However, enquiries made by Mr W to the pension provider in 2014 revealed the explanation Sesame had given did not reflect the way his plan actually worked because it didn’t have a GAR.

Mr W thought this meant his plan was worth a lot less and that he had missed an opportunity to increase his contributions.

He subsequently complained to Sesame, which said however there was no evidence its adviser gave him advice between 2003 and 2011.

But Sesame did offer him £300 for the time it took to reply to his complaint.

A Fos adjudicator said Sesame had clearly looked into Mr W’s pension because there were a number of references to it in his files, and said it was unlikely no advice had been given.

The adjudicator said it should have been clear to the adviser that Mr W’s policy did not include a GAR, and instead offered a guaranteed basic annuity (GBA).

However, despite the wrong explanation about how his pension worked, the adjudicator didn’t think this meant Mr W’s policy was any less valuable.

In response to this, Mr W accepted if the plan was properly explained, he would still have been told to continue the plan.

However, he disagreed with the adjudicator’s assessment because he felt that Sesame had failed in its duty when providing him with advice.

He also argued had the plan been properly explained to him, he would have increased his contributions, and therefore wanted to be put back to the position he would have been had correct advice been given.

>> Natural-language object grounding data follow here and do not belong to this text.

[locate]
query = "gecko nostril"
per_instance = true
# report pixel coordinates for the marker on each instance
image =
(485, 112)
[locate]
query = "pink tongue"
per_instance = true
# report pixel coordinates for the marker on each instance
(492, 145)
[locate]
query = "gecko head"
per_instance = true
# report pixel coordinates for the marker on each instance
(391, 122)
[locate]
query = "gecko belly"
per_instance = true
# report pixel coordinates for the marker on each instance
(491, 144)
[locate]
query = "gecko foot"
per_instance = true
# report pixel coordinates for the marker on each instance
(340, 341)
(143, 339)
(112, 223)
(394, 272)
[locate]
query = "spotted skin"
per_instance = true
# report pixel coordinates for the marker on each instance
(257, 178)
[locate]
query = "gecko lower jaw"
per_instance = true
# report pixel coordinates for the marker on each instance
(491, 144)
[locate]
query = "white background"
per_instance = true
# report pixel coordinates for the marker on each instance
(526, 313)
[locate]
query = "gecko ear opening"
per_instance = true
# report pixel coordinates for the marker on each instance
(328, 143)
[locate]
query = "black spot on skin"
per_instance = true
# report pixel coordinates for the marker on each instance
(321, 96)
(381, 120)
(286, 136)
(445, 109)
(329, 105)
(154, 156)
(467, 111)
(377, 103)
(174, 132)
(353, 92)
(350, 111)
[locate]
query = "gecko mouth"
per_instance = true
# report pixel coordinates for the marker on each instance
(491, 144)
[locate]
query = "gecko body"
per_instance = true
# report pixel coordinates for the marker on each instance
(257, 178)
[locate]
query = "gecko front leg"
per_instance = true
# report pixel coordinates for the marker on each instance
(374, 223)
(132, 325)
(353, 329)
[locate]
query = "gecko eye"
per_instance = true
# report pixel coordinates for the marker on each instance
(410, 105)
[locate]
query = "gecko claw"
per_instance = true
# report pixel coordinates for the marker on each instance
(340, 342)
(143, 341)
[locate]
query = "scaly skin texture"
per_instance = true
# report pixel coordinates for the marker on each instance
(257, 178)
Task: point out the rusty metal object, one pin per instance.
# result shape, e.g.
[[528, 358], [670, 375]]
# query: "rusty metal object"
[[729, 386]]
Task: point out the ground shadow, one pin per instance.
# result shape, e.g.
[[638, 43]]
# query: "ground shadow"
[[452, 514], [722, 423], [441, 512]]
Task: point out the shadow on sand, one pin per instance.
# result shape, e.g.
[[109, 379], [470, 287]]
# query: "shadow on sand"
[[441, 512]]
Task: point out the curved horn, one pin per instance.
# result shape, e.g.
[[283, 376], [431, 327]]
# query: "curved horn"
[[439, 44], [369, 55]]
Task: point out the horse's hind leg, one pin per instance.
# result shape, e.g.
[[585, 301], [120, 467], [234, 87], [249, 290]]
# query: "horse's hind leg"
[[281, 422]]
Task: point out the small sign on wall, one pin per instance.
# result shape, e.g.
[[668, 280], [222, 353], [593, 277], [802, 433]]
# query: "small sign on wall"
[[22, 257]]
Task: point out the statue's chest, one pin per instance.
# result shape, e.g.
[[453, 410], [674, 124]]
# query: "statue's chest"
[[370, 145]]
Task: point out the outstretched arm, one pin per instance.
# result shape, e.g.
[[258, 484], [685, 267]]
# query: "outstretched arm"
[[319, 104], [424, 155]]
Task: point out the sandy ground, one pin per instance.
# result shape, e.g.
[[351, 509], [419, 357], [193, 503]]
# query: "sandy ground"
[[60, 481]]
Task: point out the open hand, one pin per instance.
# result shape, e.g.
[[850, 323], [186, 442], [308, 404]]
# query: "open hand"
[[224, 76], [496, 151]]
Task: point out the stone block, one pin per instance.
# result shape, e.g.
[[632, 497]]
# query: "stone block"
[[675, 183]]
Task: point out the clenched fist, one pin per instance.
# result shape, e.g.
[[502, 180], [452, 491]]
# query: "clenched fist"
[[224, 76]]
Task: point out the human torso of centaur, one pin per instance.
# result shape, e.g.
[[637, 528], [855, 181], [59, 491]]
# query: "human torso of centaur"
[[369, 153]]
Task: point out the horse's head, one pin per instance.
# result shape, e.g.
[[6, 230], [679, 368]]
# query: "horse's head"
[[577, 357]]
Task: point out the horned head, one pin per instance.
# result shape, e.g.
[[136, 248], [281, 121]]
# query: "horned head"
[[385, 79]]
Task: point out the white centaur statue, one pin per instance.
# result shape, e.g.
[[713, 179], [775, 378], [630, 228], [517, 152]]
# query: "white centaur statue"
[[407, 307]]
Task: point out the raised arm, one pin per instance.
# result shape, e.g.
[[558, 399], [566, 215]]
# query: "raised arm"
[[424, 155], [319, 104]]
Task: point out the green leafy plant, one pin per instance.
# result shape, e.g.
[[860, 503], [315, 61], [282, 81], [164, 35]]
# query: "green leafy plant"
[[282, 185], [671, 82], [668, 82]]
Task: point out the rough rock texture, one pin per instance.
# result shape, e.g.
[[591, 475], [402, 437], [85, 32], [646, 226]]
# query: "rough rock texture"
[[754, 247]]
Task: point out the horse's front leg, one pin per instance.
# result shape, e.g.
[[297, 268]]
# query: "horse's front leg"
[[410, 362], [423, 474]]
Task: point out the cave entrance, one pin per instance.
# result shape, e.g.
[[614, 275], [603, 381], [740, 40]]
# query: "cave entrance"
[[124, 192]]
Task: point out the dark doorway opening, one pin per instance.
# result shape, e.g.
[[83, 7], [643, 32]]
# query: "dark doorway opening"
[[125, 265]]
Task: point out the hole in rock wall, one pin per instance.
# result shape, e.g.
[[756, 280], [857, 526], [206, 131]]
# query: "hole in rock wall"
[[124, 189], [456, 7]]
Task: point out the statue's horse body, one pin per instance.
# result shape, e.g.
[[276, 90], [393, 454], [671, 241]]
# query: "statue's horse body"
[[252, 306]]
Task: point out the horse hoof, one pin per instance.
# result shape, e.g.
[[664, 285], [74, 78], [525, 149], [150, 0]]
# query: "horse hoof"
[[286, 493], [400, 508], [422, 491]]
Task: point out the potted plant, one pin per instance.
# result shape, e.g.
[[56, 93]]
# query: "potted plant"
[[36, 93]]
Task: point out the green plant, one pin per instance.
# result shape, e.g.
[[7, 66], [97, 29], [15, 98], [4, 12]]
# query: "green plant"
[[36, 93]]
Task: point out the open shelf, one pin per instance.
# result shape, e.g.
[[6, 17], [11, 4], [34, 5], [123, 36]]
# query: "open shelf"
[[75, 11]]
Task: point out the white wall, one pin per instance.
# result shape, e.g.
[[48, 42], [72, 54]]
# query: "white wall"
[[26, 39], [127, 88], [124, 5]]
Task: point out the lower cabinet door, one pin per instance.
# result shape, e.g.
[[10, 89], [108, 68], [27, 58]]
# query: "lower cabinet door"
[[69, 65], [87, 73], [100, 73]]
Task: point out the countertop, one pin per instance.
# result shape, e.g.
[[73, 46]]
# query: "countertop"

But an ombudsman who reviewed the case upheld the earlier Fos adjudicator’s decision, and said while it is clear the explanation Mr W received about how his plan worked was incorrect, he didn’t think the advice to continue payments and simply take income was unsuitable.

“Even if Mr W was given the correct plan explanation, I don’t believe he would have been any less optimistic about growth in the years before retirement,” the ombudsman said. “Therefore I don’t think he would have acted differently by making additional contributions.

“Sesame has acknowledged delays in it answering Mr W’s complaint and has offered to pay him £300. In the circumstances, I think this is reasonable given the trouble and upset caused to Mr W.”